Review Summary: While not improving their sound and releasing a somewhat "safe" record, Equilibrium gives this fan more material to listen to while I do some hoarding in my Viking costume.3 of 3 thought this review was well written
Back in 2008 Equilibrium released one of the most extraordinarily epic albums ever in Sagas. I went on to sing its praises by finishing off the review saying, “Equilibrium’s Sagas has showed me how beautiful the genre of Viking metal can be. All throughout the album, I felt as if I was living the daily life of a Germanic Viking. I felt like burning, raping, and plundering with the best of them. Emotionally I was on top of the world for 80 minutes.” So when the band announced they were working on a new album and was expecting it to be released in the summer of 2010, my eyebrows raised just a little bit. Back in February though the band hit a bit of a road bump as singer Helge Stang and drummer Manuel DiCamillo left the band. This did not stop the rest of the band from completing the new album and finding a new singer and drummer. Rekreatur
was released on time and it has proved that even without the great vocals of Helge, that Equilibrium can still release solid material.
The main selling point that Sagas had on me when it first came out was that it combined beautiful folk metal elements with an over the top symphonic structure. Rekretur
continues this bombardment of symphonies but sacrifices most of the folk elements entirely. It does not mean that what was found in Sagas and Turis Fratyr is not present, but it is quite scarce; Die Affeninsel” is honestly the only thing that even has the happy go lucky folky sound.
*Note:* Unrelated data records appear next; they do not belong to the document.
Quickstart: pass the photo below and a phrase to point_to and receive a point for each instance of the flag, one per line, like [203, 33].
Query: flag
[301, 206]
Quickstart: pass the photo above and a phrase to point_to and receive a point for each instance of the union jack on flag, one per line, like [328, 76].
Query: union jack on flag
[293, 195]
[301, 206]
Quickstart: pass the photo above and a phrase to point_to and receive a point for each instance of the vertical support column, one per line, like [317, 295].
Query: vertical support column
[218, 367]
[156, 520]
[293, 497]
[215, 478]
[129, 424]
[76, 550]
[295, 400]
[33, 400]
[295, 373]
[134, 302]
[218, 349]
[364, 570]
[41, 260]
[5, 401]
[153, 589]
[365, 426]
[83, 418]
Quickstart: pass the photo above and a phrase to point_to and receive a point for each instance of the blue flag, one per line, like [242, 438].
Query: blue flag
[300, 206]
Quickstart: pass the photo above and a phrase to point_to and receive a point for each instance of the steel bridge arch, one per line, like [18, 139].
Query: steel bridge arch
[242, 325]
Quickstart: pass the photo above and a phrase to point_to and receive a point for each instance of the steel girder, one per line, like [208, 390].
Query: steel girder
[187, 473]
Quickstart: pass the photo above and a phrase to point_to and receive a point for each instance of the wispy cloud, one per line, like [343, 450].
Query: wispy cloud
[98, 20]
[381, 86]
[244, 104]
As for the rest of the album, well, it falls into my cup of tea. Equilibrium maintains that extraordinary epic sound.
Starting off with “In Heiligen Henn”, the marching crash of drums and horns quickly get the album on the pace the band is so used to performing. The main melody of the song feels like it would fit in Sagas perfectly. I have read that new singer Robert Dahn does not fit well with the band, but that is completely false. His vocals are basically a gruffer version of Stangs and “In Heiligen Henn” is a perfect example of how well his voice works with the chemistry of the band.
Unfortunately not all of the album can be praised. “Der Wasserman” and “Wenn Erdreich Benn” are quite frankly boring. It takes about four minutes for “Der Wasserman” to show any signs of being decent and that only lasts for about a minute afterwards. The later song is just seven minutes of unspectacular symphonic metal too. A couple decent melodies and cool drum beats cannot save the song either. Another big drag that Rekreatur
brings is that it does not seem to flow well. With Sagas, the 80 minute length was not really a p.roblem as I felt the flow of each song into the other was pretty much perfect. While this is 18 minutes shorter, it felt longer to me because the odd flow. This was almost a chore to sit through the entire thing, kind of like Turis Fratyr; that was clearly not a problem with Sagas at all.
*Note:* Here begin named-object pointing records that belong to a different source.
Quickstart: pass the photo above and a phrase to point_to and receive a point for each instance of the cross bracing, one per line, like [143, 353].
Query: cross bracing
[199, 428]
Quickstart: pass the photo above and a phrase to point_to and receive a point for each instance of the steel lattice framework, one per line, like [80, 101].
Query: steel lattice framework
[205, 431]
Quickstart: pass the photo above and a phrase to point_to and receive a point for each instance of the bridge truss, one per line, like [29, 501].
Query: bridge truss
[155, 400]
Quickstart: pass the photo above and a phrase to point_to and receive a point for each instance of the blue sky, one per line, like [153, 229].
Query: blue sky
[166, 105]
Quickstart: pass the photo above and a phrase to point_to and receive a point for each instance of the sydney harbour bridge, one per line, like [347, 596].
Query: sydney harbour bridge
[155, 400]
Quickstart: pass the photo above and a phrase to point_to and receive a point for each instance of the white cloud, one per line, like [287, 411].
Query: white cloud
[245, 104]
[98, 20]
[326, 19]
Aside from the problems there is a reason why this is still rated so highly: the epicness. Equilibrium never ceases to impress me with the grandeur that they present in every album. Songs like “Verbrannte Erde” and “Aus Ferner Zeit” are great examples of symphonic metal on the highest scale. There is no need for operatic female singers, orchestras, or exotic instruments. When it comes to instrumentals, the band always performs on the highest level. Sagas had one of my favorite songs of the past decade in Mana. Rekreatur
wants to show us a worthy successor in “Kurzes Epos”. While it is not even close to reaching the awesome climax that Mana had, this song does spread out the moments and does not rely on one big build up. The first five minutes of the song is pretty much symphonic bliss with a barrage of awesome guitar and keyboard riffs. The middle section of the song is easily the best as it slows down and gives the listener a great atmospheric feel. By the time we reach the 6:45 part, “Kurzes Epos” becomes to the closest thing to Mana that the band has produced to this date; that riff is just remarkable. In all honesty, the song should have ended after the women choir vocals because it gives a fantastic mood to end the album. As for the real ending of the song, it is not bad, but seems lackluster compared to the rest of it.
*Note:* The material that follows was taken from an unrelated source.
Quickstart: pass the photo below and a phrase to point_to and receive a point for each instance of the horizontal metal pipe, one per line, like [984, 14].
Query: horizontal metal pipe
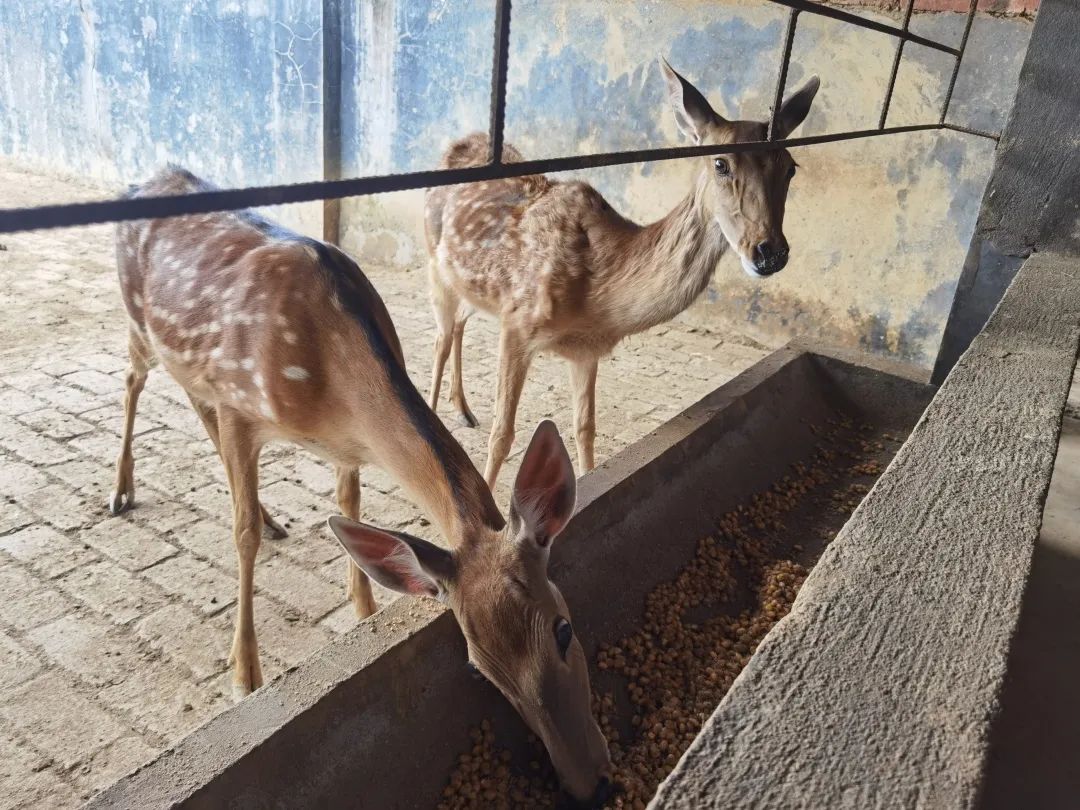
[150, 207]
[833, 13]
definitely does not give that wow factor Sagas gave off the first time I heard it two years ago. The band has basically gone completely symphonic, abandoning the folk elements and replacing them with the synthesizers. I have always preferred this anyways, but sometimes incorporating them into the already massive songs could increase the overall dynamic. Equilibrium have not improved, but have established the sound that they want. While not better than the previous effort, which was such a daunting task in the first place, Rekreatur
is a great release to please fans and shows those who do not know about them what their style is all about.